Note that a superposition of states is **never actually observed**, since the system collapses to a single state at the instant that a measurement takes place. The superposition can be interpreted as the description of **potential** measurement outcomes, while the state of the system after the collapse takes place is the **actual** realized outcome. The collapse can thus be defined as the transition between the potential and the actual. However, the situation is a bit more complicated than that, since whether something is a "superposition" of states, or a "pure" state, depends on the property being measured. A state with a well-defined position will be a superposition of states with well-defined momentum, and a state with well-defined momentum will be a superposition of states with well-defined position (the fact that no state is both well-defined is related to the Heisenberg uncertainty principle).

Example \(\PageIndex{2}\): Schrödinger's Cat

A cat, a flask of poison, and a radioactive source are placed in a sealed box. If an internal monitor detects radioactivity (i.e., a single atom decaying), the flask is shattered, releasing the poison that kills the cat. The Copenhagen interpretation of quantum mechanics implies that after a while, the cat is simultaneously alive and dead. Yet, when one looks in the box, one sees the cat either alive or dead, not both alive and dead. This poses the question of when exactly quantum superposition ends and reality collapses into one possibility or the other.

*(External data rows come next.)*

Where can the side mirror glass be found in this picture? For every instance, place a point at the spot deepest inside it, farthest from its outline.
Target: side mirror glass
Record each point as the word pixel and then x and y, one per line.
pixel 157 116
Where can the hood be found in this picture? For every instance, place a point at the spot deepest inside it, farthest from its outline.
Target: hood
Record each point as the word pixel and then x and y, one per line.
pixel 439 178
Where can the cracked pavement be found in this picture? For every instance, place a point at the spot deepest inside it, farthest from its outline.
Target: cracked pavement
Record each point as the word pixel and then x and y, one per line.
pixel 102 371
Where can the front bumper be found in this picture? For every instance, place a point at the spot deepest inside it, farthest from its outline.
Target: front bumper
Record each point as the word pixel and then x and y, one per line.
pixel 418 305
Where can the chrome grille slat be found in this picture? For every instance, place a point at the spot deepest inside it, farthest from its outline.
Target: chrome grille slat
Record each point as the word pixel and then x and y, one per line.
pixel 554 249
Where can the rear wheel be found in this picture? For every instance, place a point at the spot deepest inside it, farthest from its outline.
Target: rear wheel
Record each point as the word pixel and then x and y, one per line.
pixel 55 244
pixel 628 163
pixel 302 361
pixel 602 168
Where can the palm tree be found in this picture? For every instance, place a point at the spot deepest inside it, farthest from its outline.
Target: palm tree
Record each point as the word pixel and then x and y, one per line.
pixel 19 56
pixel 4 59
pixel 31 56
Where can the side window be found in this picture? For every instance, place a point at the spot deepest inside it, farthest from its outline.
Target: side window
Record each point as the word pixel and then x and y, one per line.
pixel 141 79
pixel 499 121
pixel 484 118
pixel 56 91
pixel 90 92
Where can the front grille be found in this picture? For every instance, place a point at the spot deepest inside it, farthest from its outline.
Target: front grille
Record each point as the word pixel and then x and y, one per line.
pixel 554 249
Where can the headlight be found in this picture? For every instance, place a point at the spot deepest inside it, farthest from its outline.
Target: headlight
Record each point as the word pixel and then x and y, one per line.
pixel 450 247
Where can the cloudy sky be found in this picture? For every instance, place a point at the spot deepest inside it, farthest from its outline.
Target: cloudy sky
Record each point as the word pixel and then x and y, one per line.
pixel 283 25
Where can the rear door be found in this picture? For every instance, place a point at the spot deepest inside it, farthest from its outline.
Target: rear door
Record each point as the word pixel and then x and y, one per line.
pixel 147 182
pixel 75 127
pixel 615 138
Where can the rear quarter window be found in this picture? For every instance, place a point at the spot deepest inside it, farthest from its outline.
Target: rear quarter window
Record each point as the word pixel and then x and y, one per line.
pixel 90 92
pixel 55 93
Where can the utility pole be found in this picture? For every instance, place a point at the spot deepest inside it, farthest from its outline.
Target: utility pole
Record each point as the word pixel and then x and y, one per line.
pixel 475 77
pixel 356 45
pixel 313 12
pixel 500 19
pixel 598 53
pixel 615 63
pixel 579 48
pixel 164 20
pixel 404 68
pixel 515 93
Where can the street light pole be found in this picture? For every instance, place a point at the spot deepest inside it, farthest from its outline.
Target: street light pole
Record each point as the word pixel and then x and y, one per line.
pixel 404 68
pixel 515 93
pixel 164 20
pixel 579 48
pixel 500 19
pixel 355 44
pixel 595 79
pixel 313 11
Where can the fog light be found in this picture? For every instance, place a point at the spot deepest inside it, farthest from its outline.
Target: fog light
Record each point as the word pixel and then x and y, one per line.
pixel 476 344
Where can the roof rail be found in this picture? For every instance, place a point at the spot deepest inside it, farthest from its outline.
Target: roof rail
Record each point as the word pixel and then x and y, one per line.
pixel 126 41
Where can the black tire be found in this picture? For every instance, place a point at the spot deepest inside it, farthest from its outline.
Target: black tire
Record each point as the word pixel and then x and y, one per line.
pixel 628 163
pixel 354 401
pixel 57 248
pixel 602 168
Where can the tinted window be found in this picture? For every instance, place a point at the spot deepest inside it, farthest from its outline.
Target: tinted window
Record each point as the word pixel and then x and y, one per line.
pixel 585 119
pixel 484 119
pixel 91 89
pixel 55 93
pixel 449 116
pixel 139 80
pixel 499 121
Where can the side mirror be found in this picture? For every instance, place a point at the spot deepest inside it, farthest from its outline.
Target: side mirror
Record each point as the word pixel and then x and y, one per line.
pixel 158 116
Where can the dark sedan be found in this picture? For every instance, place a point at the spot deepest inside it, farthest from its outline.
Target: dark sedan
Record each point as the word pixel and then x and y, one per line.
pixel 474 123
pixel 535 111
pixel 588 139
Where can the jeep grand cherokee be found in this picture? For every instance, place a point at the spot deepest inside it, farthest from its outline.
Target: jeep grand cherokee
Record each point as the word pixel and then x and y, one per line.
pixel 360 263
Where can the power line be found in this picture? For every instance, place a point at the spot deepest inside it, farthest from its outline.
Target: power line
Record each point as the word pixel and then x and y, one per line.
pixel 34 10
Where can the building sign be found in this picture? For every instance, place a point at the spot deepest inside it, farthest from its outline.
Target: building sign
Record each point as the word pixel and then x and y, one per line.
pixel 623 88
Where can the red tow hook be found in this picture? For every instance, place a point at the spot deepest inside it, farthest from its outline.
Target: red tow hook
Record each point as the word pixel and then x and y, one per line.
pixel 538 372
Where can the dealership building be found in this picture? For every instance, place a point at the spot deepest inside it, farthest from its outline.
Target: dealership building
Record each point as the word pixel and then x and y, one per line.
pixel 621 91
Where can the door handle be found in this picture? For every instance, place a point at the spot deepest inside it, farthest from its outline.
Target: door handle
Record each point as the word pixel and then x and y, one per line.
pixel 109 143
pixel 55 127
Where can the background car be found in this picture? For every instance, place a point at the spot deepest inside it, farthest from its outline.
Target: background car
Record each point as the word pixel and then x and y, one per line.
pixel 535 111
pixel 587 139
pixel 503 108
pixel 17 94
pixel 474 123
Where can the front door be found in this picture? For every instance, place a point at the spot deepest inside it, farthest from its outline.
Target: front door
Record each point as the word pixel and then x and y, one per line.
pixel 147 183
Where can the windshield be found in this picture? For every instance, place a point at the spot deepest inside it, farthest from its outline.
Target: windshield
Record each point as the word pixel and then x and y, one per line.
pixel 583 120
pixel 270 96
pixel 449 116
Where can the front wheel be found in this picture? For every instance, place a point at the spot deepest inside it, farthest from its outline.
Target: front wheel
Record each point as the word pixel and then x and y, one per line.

**Figure \(\PageIndex{1}\)**: Schrödinger's cat. Image used with permission from Wikipedia.

Schrödinger's cat poses the question, "when does a quantum system stop existing as a superposition of states and become one or the other?" (More technically, when does the actual quantum state stop being a linear combination of states, each of which resembles different classical states, and instead begin to have a unique classical description?)